Shares in Afterpay parent company Block have crashed by more than 16 per cent today on the ASX, following a damning report from Hindenburg Research.
The report, which the company says is the result on two-years of research, claims between 40-75 per cent of accounts on the Block platform were either fake, or involved in fraud.
It cites former workers, who claim “criminal activity and fraud running rampant on its platform”, and that its Cash App platform — not available in Australia — was “filled with fake and duplicate accounts.”
The report claims Cash App has a number of security flaws that make fraud easy, including allowing single accounts to receive unemployment benefits from a number of people, and allowing a Hindenburg employee to successfully obtain a Cash App card through the mail by opening an “obviously fake Donald Trump account”, as well as another in Elon Musk’s name.
“Massachusetts sought to claw back over 69,000 unemployment payments from Cash App accounts just four months into the pandemic,” the report notes, of the high fraud levels on the platform.
Suspect transactions at Cash App’s partner bank were disproportionate, exceeding major banks like JP Morgan and Wells Fargo, despite the latter banks having 4x-5x as many deposit accounts
“In Ohio, Cash App’s partner bank had 8x the suspect pandemic-related unemployment payments as the bank that processed the most unemployment claims in the state, even though the latter bank processed 2x the claims as Cash App’s, according to data we obtained via a public records request.
“As Block’s stock soared on the back of its facilitation of fraud, co-founders Jack Dorsey and James McKelvey collectively sold over $US1bn of stock during the pandemic.
“Other executives, including CFO Amrita Ahuja and the lead manager for Cash App Brian Grassadonia, also dumped millions of dollars in stock.”
A Block spokeswoman said the report was “designed to deceive and confuse investors.”
“We intend to work with the SEC and explore legal action against Hindenburg Research for the factually inaccurate and misleading report they shared about our Cash App business today,” she said.

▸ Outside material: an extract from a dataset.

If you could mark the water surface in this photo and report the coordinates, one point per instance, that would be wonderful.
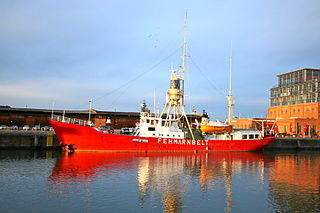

“Hindenburg is known for these types of attacks, which are designed solely to allow short sellers to profit from a declined stock price. We have reviewed the full report in the context of our own data and believe it’s designed to deceive and confuse investors.
“We are a highly regulated public company with regular disclosures, and are confident in our products, reporting, compliance programs, and controls. We will not be distracted by typical short seller tactics.”